Local Afghan-led uprisings against Taliban fighters are beginning to have an effect against the Islamist terrorist group in Afghanistan.

What began earlier this year as an isolated uprising around Kandahar city against Taliban fighters by the local population has turned into a string of attacks across dozens of Afghani villages.

The Free Beacon reported in July that uprisings against the Islamist group were occurring. What makes these latest attacks significant is that they are occurring in southern Afghanistan, the heart of the Taliban movement.

Kandahar has seen some of the most gruesome fighting in Afghanistan since the 2010 American troop surge that focused on removing the Taliban from their southern stronghold.

The local Afghan population began to resist against their occupiers despite the Taliban’s strength in the area.

Army Maj. Gen. Robert Adams, commander of U.S. forces in southern Afghanistan, said at a press conference last week that "in short, the people have said enough is enough and become fed up with the Taliban."

The New York Times reports of the first uprising in Panjwai:

It was the Taliban’s callousness that caused the population to snap, Afghan officials and the villagers here said. Between 300 and 400 civilians have been killed or injured by bombs or ambushes by the Taliban in the past six months in Panjwai, according to the district governor, Hajji Fazel Mohammad.

"People are angry because the Taliban have been laying mines in their orchards and vineyards," he said in an interview at his district office. A member of the Taliban would lay mines and then get killed and no one knew where the mines were, he said. "People are now fed up with the Taliban and are joining us."

The spark came in early February when the Taliban commander of the area, Mullah Noor Mahmad, 35, came to arrest men in this village. He called on the house of Hajji Abdul Wudood and demanded the handover of two sons he accused of spying for the government.

"They wanted to slaughter my sons," Mr. Wudood said in an interview last month in his home. "They wanted to take them to the desert where they had a court and a base."

Mr. Wudood, a 60-year-old former mujahedeen fighter against the Soviets in the 1980s, had had enough. He and his eight grown sons decided to make a stand.

Frustrated locals and members of the strengthening government police force attacked a Taliban base, killing three and driving the rest out of the village.

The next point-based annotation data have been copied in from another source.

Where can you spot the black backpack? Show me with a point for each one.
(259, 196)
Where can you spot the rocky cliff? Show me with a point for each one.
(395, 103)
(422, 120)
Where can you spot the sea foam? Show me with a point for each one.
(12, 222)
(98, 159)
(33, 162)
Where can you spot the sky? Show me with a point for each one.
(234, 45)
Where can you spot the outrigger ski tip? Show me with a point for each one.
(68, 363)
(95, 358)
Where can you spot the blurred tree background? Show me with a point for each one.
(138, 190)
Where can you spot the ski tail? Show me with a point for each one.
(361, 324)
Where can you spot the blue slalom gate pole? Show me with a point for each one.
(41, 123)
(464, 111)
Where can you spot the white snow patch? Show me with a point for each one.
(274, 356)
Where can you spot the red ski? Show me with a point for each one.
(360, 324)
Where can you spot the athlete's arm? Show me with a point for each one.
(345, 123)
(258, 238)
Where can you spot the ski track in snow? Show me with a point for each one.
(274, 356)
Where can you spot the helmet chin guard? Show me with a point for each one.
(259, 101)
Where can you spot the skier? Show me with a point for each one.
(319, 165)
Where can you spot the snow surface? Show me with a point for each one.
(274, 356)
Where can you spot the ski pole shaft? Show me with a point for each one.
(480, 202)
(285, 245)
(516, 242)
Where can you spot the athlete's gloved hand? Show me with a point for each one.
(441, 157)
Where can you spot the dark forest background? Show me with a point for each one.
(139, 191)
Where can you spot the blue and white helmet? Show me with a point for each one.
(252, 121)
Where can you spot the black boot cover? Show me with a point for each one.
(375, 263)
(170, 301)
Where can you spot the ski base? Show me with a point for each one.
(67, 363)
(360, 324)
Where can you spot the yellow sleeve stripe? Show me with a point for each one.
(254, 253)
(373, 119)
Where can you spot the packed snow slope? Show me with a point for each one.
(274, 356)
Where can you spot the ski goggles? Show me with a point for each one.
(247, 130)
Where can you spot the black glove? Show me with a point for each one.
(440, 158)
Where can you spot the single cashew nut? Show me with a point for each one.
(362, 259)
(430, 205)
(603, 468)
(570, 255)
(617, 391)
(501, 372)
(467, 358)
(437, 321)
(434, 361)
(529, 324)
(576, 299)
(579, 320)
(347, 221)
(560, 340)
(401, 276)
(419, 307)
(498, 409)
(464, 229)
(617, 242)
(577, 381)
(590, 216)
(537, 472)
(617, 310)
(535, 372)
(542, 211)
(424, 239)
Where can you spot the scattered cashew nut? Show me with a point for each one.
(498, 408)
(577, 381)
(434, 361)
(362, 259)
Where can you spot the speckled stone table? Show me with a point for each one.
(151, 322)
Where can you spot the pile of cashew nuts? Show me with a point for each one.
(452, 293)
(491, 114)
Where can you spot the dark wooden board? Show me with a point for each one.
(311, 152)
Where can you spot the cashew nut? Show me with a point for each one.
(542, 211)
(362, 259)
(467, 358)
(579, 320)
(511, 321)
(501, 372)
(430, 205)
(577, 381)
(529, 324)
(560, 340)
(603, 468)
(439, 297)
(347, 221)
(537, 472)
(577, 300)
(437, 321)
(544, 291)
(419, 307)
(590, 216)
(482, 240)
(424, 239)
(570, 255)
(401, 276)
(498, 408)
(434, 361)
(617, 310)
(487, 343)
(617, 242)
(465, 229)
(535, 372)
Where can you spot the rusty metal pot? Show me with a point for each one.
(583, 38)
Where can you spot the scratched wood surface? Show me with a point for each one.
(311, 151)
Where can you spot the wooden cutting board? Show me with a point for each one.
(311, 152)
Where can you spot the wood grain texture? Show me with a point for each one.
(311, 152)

As a result of the attack’s success other villages across southern Afghanistan have carried similar attacks that have caused a serious blow to the Taliban’s long term strategy:

Taliban leaders were furious at losing Panjwai and have been plotting their return to the district in meetings in the Pakistani town of Quetta this week, police and intelligence officials said. One Taliban commander, who spoke on the condition of anonymity during a telephone interview, acknowledged the loss of Panjwai, but said the movement was starting to infiltrate more fighters into southern Afghanistan along with workers coming in for the opium poppy harvest.